Journal of Cerebral Blood Flow & Metabolism (2011) 31, 1908-1918; doi:10.1038/jcbfm.2011.60; published online 11 May 2011″
“Background: Palliative care should be provided, irrespective of setting to all patients facing a life-threatening Cilengitide in vivo illness and to their families. The situation and needs of order people differ from those of younger people since they often have several co-existing diseases and health complaints. This implies an extensive need for care and for longer periods of palliative care.
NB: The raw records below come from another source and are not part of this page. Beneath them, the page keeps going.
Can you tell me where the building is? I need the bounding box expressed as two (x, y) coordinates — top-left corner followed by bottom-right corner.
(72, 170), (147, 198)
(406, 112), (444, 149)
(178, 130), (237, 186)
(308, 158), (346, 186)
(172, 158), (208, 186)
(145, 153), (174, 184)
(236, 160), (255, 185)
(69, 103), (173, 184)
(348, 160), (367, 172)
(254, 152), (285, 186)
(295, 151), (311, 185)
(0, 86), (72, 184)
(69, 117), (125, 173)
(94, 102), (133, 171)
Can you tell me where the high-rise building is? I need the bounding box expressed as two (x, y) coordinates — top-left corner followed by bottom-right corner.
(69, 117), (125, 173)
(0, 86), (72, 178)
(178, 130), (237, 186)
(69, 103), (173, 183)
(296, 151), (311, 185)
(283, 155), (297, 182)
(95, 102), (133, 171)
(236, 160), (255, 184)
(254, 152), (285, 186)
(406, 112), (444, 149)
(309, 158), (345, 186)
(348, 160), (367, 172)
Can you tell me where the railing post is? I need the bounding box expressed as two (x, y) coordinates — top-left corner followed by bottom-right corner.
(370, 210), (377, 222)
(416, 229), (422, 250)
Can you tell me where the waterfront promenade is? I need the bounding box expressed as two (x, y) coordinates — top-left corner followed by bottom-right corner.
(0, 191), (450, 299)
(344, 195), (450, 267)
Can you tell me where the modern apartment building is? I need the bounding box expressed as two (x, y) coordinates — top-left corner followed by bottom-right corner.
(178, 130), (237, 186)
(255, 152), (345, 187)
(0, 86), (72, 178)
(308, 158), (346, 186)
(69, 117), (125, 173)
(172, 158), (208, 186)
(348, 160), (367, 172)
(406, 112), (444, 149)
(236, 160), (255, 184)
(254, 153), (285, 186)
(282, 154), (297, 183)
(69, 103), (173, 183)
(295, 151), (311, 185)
The main providers of palliative care for older people are nurse assistants, who are also those with the shortest education.\n\nAim: The aim of this

study was to illuminate nurse assistants’ experience of palliative care for older people in residential care.\n\nDesign: The study had an explorative, descriptive design.\n\nSettings: Thirteen residential care units VX-770 research buy in three different districts in a large city in southern Sweden.\n\nParticipants: Twenty-five nurse assistants selected to represent variations in age, gender workplace and work experience.\n\nMethods: Data were collected from six focus-group interviews and subjected to content analysis to gain an understanding of the phenomenon.\n\nResults: The nurse assistants described palliative

care as a contrast to the everyday care they performed in that they had a legitimate possibility to provide the care needed and a clear assignment in relation to relatives. Palliative care also meant having to face death and dying while feeling simultaneous that it was unnatural to talk about death and having to deal with their own emotions. They emphasised that they were in need of support and experienced leadership as invisible and opaque, but gained strength from being recognized.\n\nConclusion: In order to support nurse assistants in providing high quality end-of-life care, more focus is needed on the trajectory of older peoples’ dying, on the importance of involving relatives throughout the period of care

provision, and on support when encountering death and dying. There is also a need for engaged care leaders, both registered nurses and managers, to recognize the work of nurse assistants and to support care provision for older people within the framework of palliative care philosophy. (C) 2011 Elsevier Ltd. All rights reserved.”
“Eukaryotic Selleckchem ALK inhibitor protein kinases (ePKs) evolved as a family of highly dynamic molecular switches that serve to orchestrate the activity of almost all cellular processes. Some of the functionally characterized ePKs from plants have been found to be components of signaling networks, such as those for the perception of biotic agents, light quality and quantity, plant hormones, and various adverse environmental conditions. To date, only a tiny fraction of plant ePKs have been functionally identified, and even fewer have been identified in maize [Zea mays (Zm)]. In this study, we have identified 1,241 PK-encoding genes in the maize genome.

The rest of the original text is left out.